When looking to make cost savings, most businesses will automatically reduce the budget allocated to training as a quick fix to save the pennies. Whilst this may prove successful in the short term, the impact on the overall growth of the business in the long term is likely to be negative as the workplace skill set plateaus against the continued need for expertise in the competitive market.
Employees tend to see training as a way to boost their skills and knowledge which leads them to feel they are doing their job better and gain a sense of satisfaction with their work. Training can often lead to achieving qualifications which they would generally not gain elsewhere; therefore career aspirations become more attainable.
These factors are important in developing a positive morale within the workforce to create a team culture where employees feel confident in working towards the organisations objectives.
Training is essential in employee retention; if your staff feel they are valued in the organisation and can develop themselves professionally, they are more likely to maintain an enthusiasm for their role and want to succeed.
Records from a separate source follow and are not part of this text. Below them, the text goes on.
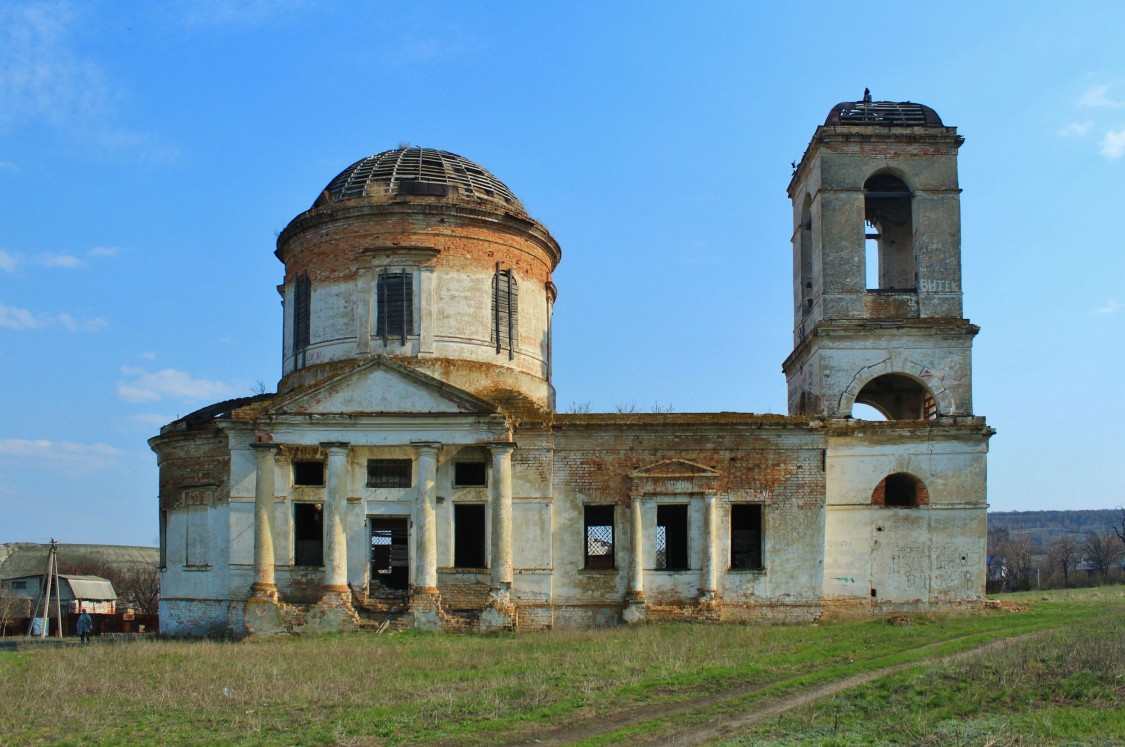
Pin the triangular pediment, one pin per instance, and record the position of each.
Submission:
(675, 468)
(380, 386)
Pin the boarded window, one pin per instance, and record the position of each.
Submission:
(302, 316)
(395, 300)
(469, 536)
(672, 537)
(505, 331)
(746, 537)
(198, 537)
(599, 524)
(308, 474)
(308, 534)
(469, 474)
(388, 473)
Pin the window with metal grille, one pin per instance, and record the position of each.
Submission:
(746, 537)
(395, 300)
(307, 534)
(302, 316)
(309, 474)
(388, 473)
(505, 332)
(469, 474)
(469, 536)
(672, 537)
(599, 524)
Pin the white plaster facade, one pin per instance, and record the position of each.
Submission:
(411, 469)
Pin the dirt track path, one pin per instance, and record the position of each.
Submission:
(729, 725)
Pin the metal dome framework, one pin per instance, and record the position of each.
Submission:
(416, 171)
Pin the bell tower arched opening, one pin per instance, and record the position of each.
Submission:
(897, 396)
(888, 214)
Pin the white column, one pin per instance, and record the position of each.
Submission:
(637, 556)
(710, 547)
(263, 520)
(335, 549)
(425, 574)
(502, 515)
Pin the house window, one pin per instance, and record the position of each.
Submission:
(469, 474)
(388, 473)
(469, 536)
(308, 534)
(505, 311)
(302, 316)
(395, 300)
(308, 474)
(599, 525)
(672, 537)
(746, 537)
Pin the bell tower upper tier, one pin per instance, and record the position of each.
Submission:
(876, 267)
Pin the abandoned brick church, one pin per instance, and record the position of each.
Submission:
(412, 468)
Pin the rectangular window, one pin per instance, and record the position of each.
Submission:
(388, 473)
(746, 537)
(302, 316)
(505, 311)
(469, 474)
(672, 537)
(395, 300)
(599, 524)
(469, 536)
(308, 474)
(308, 534)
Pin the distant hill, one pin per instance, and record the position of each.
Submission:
(30, 558)
(1045, 527)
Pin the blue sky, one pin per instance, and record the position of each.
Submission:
(151, 152)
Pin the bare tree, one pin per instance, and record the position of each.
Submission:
(1063, 555)
(1103, 551)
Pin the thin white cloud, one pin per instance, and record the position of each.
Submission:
(14, 317)
(153, 386)
(1098, 97)
(45, 81)
(1113, 144)
(1077, 128)
(68, 455)
(1109, 307)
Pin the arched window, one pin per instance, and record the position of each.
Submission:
(888, 212)
(897, 396)
(505, 330)
(900, 491)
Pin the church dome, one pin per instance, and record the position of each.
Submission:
(417, 171)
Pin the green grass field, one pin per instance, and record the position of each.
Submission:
(1065, 685)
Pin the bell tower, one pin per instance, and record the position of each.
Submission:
(876, 267)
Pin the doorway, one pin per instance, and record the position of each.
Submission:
(390, 556)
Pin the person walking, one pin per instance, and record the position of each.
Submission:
(84, 626)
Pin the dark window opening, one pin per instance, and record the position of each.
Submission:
(897, 397)
(308, 474)
(389, 554)
(469, 536)
(888, 207)
(302, 317)
(308, 534)
(395, 300)
(672, 537)
(469, 474)
(599, 525)
(505, 311)
(388, 473)
(746, 537)
(900, 489)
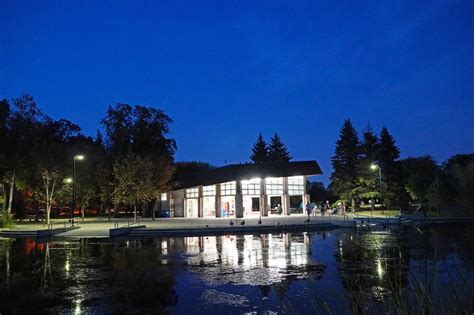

Ultimately the cost implication for replacing the skill set of an employee is far greater than the cost to retain and develop that employee.
It is important to consider that different employees will require different training depending on their role, current skills and the potential career development available to them within the organisation.
In a supply chain organisation there may be several different sector skills and levels of employee to train; typically this would present the challenge of identifying an awarding body to provide a course to suit each individuals needs. The Institute of Supply Chain Management has developed a range of courses covering various sectors of the supply chain, meaning minimal hassle for employers.
On-going training serves to not only refresh employee knowledge but is also proven to be a motivator for increased performance, leading to organisational success.